Maria Inês Marcondes | Freire Como Autor Internacional: Pedagogia Do Oprimido Em Língua Inglesa Publicada 50 Anos Atrás (Versão em Português)

Por Maria Inês Marcondes, Pontifícia Universidade Católica do Rio de Janeiro

Translated by Andreu Wilson 

O livro Pedagogia do Oprimido (PO) é considerado um dos dez livros mais importantes de currículo do século XX por indicação da Associação Americana pelo Desenvolvimento dos Estudos Curriculares (American Association for the Advancement of Curriculum Studies – AAACS). Para compreender Pedagogia do Oprimido, que teve sua primeira publicação em inglês em 1970, não se pode deixar de ler Pedagogia da Esperança (1992), livro em que o próprio Freire faz uma narrativa reflexiva sobre sua própria vida.

As questões de nossa pesquisa são: Por que Paulo Freire é considerado um autor internacional? Como ele influenciou o contexto internacional dos estudos curriculares, inicialmente com a publicação da obra PO em língua inglesa, há cinqüenta anos atrás.

A pesquisa mostra que a experiência internacional decorrente do exílio imposto a Freire traz uma nova dimensão para sua obra.

Sua permanência no Chile, tendo contato com sindicalistas e trabalhadores, redefiniu sua tese, Educação e Atualidade Brasileira, publicada como livro intitulado Educação como Prática da Liberdade e ampliou sua reflexão para a finalização do texto da Pedagogia do Oprimido, que termina de rever no Chile. Sua permanência nos Estados Unidos em contato permanente com trabalhadores e intelectuais, assim como sua experiência no Conselho Mundial de Igrejas, possibilitaram a Freire ter contato com outros países e realidades diferentes.

Nessas constantes viagens, Freire é influenciado pelo contexto internacional assim como influencia muitos intelectuais entre eles, vários educadores críticos do campo dos estudos curriculares.

Inicialmente, Freire não tinha ideia de sair do Brasil e projetar-se no cenário internacional. Sua saída foi consequência da situação política, decorrente do Golpe de Estado de 1964, que levou à sua prisão e a ser interrogado diversas vezes pelo Regime Militar.

Entretanto, Freire foi capaz de transformar a experiência do exílio em uma oportunidade de crescimento pessoal e intelectual. Nessa perspectiva, vivendo fora do país, Freire não se conforma em viver do passado, apenas em função de suas memórias, mas usa sua identidade de brasileiro, nordestino, educador, para “ler” os novos contextos em que vive e a redimensionar seu projeto de vida.

Ao aproveitar as oportunidades que apareciam em seu percurso, torna-se autor, educador e pessoa internacionalmente conhecida, com grande projeção na área dos estudos curriculares e da pedagogia crítica.

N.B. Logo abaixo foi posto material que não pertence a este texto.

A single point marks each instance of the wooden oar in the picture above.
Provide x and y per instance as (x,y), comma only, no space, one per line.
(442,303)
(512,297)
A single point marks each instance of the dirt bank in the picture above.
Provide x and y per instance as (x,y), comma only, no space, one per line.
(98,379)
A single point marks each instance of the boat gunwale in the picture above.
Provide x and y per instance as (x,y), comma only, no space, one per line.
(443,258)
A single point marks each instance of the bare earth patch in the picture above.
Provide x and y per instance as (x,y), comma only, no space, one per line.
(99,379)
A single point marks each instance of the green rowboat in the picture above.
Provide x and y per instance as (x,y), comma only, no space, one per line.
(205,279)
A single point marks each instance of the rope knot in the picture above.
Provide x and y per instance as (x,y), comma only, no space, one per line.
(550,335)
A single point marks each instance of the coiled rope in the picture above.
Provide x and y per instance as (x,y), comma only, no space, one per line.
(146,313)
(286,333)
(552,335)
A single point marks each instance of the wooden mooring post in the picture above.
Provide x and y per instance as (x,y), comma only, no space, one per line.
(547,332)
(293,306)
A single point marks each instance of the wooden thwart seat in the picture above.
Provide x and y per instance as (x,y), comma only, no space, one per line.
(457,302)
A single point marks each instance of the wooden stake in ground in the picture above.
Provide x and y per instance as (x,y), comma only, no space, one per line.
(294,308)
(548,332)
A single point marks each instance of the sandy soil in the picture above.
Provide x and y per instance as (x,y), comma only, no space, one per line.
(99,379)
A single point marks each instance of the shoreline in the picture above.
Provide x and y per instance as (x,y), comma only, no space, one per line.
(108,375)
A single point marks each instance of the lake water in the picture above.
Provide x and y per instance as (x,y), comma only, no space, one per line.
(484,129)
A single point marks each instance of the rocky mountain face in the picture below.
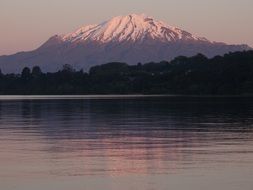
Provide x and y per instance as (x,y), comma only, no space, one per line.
(131,39)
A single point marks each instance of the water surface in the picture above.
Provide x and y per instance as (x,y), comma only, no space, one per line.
(122,143)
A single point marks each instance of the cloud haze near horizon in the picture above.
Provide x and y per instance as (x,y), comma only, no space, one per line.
(26,24)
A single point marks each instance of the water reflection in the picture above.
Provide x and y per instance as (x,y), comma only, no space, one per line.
(124,137)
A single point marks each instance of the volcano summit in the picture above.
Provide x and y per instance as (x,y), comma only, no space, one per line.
(131,39)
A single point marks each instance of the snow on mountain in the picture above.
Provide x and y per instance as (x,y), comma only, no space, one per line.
(129,28)
(131,39)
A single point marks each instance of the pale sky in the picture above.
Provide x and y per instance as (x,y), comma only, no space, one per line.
(26,24)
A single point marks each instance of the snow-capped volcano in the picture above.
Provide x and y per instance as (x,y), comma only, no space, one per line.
(130,28)
(131,39)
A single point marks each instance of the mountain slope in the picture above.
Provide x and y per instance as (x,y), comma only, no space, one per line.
(132,39)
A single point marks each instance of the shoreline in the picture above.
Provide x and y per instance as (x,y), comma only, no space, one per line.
(113,96)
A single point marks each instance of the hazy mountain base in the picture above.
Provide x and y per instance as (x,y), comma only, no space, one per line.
(131,39)
(231,74)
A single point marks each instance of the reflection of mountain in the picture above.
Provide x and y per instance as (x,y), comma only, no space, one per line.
(127,136)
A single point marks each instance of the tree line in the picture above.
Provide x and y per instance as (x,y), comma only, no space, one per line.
(231,74)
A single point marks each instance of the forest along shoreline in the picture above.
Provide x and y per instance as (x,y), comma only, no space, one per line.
(228,75)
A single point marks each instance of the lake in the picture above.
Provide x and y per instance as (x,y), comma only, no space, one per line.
(126,143)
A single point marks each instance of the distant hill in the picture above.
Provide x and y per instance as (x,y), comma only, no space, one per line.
(132,39)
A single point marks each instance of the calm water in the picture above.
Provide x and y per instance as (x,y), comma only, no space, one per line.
(137,143)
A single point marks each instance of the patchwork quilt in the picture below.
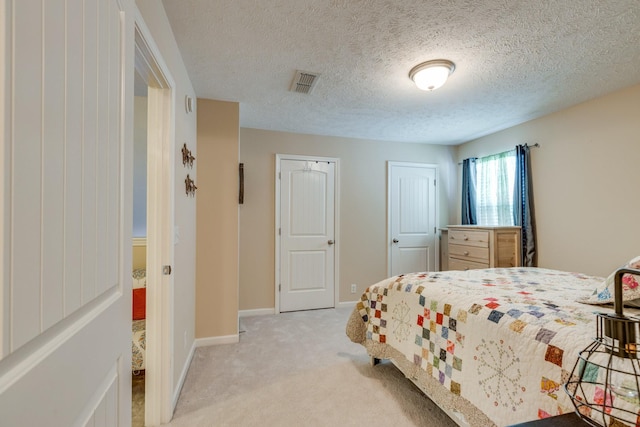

A experiência internacional de Freire inicia-se com seu exílio político, depois do golpe militar de 1964, quando muitos intelectuais e professores de Esquerda foram presos e exilados por causa da censura e perseguição política. Para um homem que nunca havia deixado o Brasil, a experiência de viver no exílio foi particularmente difícil, principalmente no início, quando viveu na Bolívia e posteriormente no Chile.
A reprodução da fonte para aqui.